The trouble is, to my mind, thinking in terms of an AF and integrating annual pulses of emissions is really odd way to look at the problem.
The simple way to expose the limitations of this approach is to see what happens if you start to decrease emissions. And, sure enough, the AF drops considerably (and can even go negative) if you do this. In other words, the whole approach only works while CO2 emissions and atmospheric levels are increasing at a fairly steady rate.
But this is only a minor problem. The AF is extremely sensitive to saturation of the processes to remove CO2 from the atmosphere. And it appears that removal by the oceans is indeed saturated (AR4, p.26 & elsewhere).
If we allow for the fact that the rate of carbon uptake by the oceans is not going to increase, then (of course) we see that the AF increases, if our emissions continue to increase, as in the graph below:
The implication of all this is rather important. If we continue to increase our emissions, then we face a double whammy. A higher proportion of the higher level of emissions will remain in the atmosphere.

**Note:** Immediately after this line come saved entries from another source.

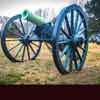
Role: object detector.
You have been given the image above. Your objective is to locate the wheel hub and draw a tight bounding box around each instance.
[21,35,32,46]
[71,37,84,47]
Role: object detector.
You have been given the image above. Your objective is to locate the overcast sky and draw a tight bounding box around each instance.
[0,0,73,16]
[0,0,87,17]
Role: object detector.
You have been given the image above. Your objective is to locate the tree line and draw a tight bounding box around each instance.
[85,0,100,35]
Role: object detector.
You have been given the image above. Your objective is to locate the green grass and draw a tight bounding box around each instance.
[96,77,100,84]
[95,52,100,57]
[0,43,100,84]
[47,75,55,81]
[44,59,54,70]
[0,73,22,85]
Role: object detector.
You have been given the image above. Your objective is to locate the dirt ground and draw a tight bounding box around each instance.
[0,43,100,85]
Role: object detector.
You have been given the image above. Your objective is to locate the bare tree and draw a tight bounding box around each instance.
[72,0,88,8]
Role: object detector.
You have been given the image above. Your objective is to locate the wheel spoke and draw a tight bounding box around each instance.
[65,15,72,36]
[74,59,78,69]
[74,12,79,33]
[26,45,30,60]
[78,45,86,52]
[29,25,35,36]
[15,45,23,58]
[31,42,40,48]
[77,28,86,35]
[45,42,52,50]
[63,49,70,68]
[27,19,29,34]
[76,20,83,33]
[12,22,22,35]
[19,18,25,34]
[69,59,72,71]
[57,39,71,45]
[75,48,82,61]
[21,46,25,61]
[73,50,78,69]
[61,28,71,39]
[63,54,68,68]
[60,45,69,58]
[29,44,36,55]
[8,42,21,52]
[7,29,23,38]
[71,9,74,34]
[6,39,20,41]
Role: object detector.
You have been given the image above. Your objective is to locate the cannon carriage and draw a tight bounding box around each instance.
[1,4,88,74]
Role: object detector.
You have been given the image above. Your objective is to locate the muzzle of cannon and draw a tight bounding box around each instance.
[21,9,46,26]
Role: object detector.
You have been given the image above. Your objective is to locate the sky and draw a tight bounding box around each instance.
[0,0,87,17]
[0,0,73,16]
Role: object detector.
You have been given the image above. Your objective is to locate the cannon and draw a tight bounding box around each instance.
[1,4,88,74]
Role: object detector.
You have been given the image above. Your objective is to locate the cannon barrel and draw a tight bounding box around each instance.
[21,9,46,26]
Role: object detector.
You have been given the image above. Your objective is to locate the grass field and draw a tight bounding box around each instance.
[0,43,100,85]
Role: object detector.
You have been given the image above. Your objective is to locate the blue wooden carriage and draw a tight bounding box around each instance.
[1,4,88,74]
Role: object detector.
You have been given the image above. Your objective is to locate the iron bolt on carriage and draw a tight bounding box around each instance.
[1,4,88,74]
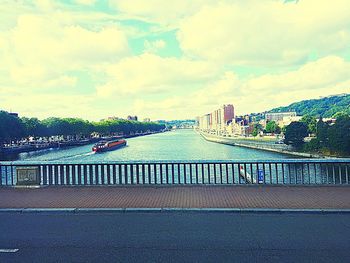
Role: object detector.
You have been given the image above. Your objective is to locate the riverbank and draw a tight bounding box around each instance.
[0,130,167,156]
[200,132,324,158]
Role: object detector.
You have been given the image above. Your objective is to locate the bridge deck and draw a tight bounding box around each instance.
[0,185,349,209]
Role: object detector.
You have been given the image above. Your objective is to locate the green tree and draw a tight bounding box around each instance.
[251,123,263,136]
[265,121,281,134]
[0,111,25,144]
[300,115,317,134]
[284,122,308,148]
[327,115,350,155]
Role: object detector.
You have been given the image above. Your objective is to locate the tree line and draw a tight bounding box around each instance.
[0,111,165,145]
[284,113,350,156]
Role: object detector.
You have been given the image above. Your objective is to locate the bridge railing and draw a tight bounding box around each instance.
[1,159,349,186]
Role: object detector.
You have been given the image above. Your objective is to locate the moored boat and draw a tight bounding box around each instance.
[92,139,127,153]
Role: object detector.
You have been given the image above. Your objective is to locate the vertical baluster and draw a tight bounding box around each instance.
[326,164,330,184]
[275,163,279,184]
[196,164,199,184]
[288,163,291,184]
[231,163,235,184]
[77,165,81,185]
[346,164,349,185]
[225,163,229,184]
[71,165,76,185]
[166,164,169,184]
[269,163,272,184]
[42,165,48,185]
[118,164,122,185]
[281,163,285,185]
[65,165,70,185]
[338,165,342,185]
[314,163,317,184]
[54,165,59,185]
[135,164,139,184]
[100,165,105,185]
[177,164,181,184]
[160,164,163,184]
[152,164,156,184]
[142,164,146,184]
[237,163,241,184]
[332,164,336,184]
[58,165,63,185]
[213,163,217,184]
[244,163,248,184]
[10,165,14,186]
[250,163,253,184]
[171,164,175,184]
[190,164,193,184]
[294,164,298,184]
[256,163,259,184]
[219,164,223,184]
[4,166,8,186]
[208,163,211,184]
[124,164,129,184]
[148,164,151,184]
[307,163,311,185]
[201,163,205,184]
[301,164,304,185]
[88,165,93,185]
[184,164,187,184]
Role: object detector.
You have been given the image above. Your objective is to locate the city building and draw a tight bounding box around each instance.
[143,118,151,122]
[265,112,297,122]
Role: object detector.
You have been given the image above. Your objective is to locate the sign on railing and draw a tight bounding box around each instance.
[16,166,40,186]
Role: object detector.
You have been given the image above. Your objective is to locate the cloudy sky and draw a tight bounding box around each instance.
[0,0,349,120]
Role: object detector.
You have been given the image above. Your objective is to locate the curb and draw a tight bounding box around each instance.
[1,208,350,214]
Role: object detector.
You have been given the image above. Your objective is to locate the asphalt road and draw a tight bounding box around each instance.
[0,211,349,263]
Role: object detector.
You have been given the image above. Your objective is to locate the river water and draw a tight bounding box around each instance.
[11,130,292,162]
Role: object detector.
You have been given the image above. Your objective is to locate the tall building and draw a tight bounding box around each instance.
[221,104,235,125]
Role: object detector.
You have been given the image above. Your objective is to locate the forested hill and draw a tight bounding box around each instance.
[268,94,350,117]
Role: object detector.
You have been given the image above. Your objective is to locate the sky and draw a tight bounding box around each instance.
[0,0,350,121]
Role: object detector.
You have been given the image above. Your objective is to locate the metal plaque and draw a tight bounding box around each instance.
[16,166,40,186]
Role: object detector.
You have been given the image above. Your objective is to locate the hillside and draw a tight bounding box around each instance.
[268,94,350,117]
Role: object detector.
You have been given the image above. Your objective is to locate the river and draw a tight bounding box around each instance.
[4,130,294,162]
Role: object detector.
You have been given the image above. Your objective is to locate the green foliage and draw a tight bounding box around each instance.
[0,111,24,144]
[265,121,281,134]
[300,115,317,134]
[327,116,350,155]
[284,122,308,148]
[252,123,263,137]
[0,110,165,145]
[269,94,350,118]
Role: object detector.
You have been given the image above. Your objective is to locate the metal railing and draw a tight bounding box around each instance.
[1,159,350,186]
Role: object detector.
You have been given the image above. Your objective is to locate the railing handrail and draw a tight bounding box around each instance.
[1,158,350,166]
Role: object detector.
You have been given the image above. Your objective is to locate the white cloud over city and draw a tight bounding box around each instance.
[0,0,349,120]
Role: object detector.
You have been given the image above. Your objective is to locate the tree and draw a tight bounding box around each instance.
[251,123,263,137]
[327,115,350,155]
[265,121,281,134]
[284,122,308,148]
[300,115,317,134]
[0,111,25,144]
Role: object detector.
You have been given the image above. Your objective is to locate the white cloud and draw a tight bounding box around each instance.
[129,56,350,119]
[177,0,350,66]
[96,53,219,97]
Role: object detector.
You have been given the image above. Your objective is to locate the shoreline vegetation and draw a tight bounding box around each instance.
[198,113,350,158]
[0,110,166,155]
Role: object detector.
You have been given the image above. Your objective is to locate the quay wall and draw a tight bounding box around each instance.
[200,132,323,158]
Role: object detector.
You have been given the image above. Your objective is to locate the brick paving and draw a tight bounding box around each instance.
[0,185,349,209]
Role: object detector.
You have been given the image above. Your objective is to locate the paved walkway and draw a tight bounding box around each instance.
[0,185,349,209]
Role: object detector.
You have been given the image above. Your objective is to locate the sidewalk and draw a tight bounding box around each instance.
[1,185,349,209]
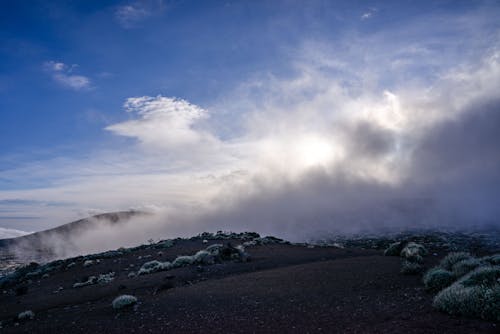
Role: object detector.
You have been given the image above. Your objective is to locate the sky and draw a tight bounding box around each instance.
[1,0,500,242]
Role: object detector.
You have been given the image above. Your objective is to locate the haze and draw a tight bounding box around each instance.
[1,1,499,246]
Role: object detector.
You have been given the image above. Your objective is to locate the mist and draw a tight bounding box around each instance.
[4,48,499,260]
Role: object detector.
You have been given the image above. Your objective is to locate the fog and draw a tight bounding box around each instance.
[4,49,500,260]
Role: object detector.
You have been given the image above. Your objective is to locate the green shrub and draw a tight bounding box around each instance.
[481,254,500,265]
[461,266,500,288]
[434,284,486,319]
[172,255,195,267]
[400,242,427,264]
[193,250,216,265]
[423,267,456,291]
[433,265,500,321]
[439,252,473,271]
[18,310,35,321]
[138,260,171,275]
[112,295,137,309]
[384,241,405,256]
[452,258,481,277]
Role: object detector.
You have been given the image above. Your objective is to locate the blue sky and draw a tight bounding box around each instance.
[1,0,500,240]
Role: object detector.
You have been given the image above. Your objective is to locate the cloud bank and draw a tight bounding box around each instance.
[9,48,500,248]
[2,9,500,254]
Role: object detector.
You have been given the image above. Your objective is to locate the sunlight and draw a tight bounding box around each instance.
[295,135,337,168]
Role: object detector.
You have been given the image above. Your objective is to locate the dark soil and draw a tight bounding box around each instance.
[0,240,497,333]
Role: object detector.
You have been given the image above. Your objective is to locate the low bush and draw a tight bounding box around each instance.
[83,260,94,267]
[432,265,500,321]
[112,295,137,309]
[481,254,500,266]
[400,242,428,262]
[73,276,97,288]
[18,310,35,321]
[451,258,481,277]
[73,272,115,288]
[461,266,500,288]
[384,241,405,256]
[193,250,216,265]
[423,268,455,291]
[439,252,472,271]
[172,255,195,267]
[138,260,171,275]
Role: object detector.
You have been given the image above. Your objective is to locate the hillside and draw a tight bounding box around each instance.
[0,232,497,333]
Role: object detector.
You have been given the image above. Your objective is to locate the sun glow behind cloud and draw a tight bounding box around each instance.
[4,46,500,239]
[1,2,500,247]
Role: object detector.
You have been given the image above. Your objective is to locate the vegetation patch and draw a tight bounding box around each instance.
[73,272,115,288]
[112,295,137,310]
[384,241,406,256]
[433,266,500,321]
[439,252,473,271]
[451,258,481,277]
[138,260,171,275]
[423,268,455,291]
[17,310,35,321]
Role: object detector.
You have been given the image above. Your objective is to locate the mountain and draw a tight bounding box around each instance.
[0,211,146,260]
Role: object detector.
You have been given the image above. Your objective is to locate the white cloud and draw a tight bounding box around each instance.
[106,96,218,150]
[15,47,499,236]
[44,61,91,91]
[5,9,500,249]
[361,8,377,20]
[114,0,165,28]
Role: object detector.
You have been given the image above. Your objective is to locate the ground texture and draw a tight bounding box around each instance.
[0,239,498,333]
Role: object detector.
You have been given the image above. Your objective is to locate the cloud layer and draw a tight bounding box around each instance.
[7,47,499,248]
[2,8,500,254]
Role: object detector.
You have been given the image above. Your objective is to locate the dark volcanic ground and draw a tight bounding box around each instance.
[0,239,498,333]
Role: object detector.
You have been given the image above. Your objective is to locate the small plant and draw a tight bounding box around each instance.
[423,267,456,291]
[432,265,500,321]
[400,242,428,261]
[451,258,481,277]
[439,252,472,271]
[481,254,500,265]
[461,266,500,287]
[138,260,171,275]
[112,294,137,309]
[193,250,216,265]
[97,272,115,284]
[18,310,35,321]
[172,255,195,267]
[235,245,250,262]
[73,272,115,288]
[383,241,405,256]
[155,239,175,249]
[83,260,94,267]
[73,276,97,288]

At this point I realised that I had constructed a rough carbon cycle model in my spreadsheet. I was able to test different emission scenarios, varying the behaviour of other parts of the carbon cycle. And I can report that we are indeed in big trouble. Here are some preliminary conclusions:
1. If we’re to keep CO2 levels below 450ppm – the absolute optimistic minimum to prevent dangerous climate change of 2C or more – global carbon emissions have to peak by 2015 and decline steeply, that is, by about 1.5% pa – my 2045 peak example led to 630ppm by 2070. I don’t believe anything faster than 1.5% is feasible – in fact, even that looks like a silly number to me, though I’m open to persuasion.
2. In a scenario where we do stabilise CO2 levels, then (of course) the AF declines dramatically, and eventually goes negative. The AF is a double-edged and misleading concept if used as part of a causal explanation. It can only be sensibly used – IMHO – to make the rhetorical point that increasing our rate of carbon emissions will make our problems much worse very quickly.
3. In my spreadsheet carbon cycle model, the outcome is sensitive not only to the emission peak and rate of decline and to the timing of the peak rate of ocean uptake (I’ve assumed 2010, which may be optimistic – AR4 implies it has already peaked). Critical, also, is the rate of land uptake of CO2. My model has the fertilisation effect dependent on the area of natural ecosystem. Now, here we have another double whammy. If we clear forest (and, worse, wetlands) to create grazing land, or to grow more crops – for example, biofuels – then we not only emit carbon as we do so, we also reduce the rate of carbon uptake by the fertilisation effect.
4. If land (and/or ocean) uptake of CO2 goes into reverse as the planet warms we are completely screwed, to put it scientifically. If this happens it will be almost impossible to keep atmospheric CO2 (not CO2 equivalent, just CO2) below 45ppm.
In fact, my conclusion is that it will be practically impossible to keep CO2 below 450ppm unless we:
1. Start reducing fossil fuel carbon emissions within the next decade; and
2. Significantly increase the area of forest and wetland over the next century.
Given point 2, it might be a good idea to suspend all incentives and quotas for biofuels.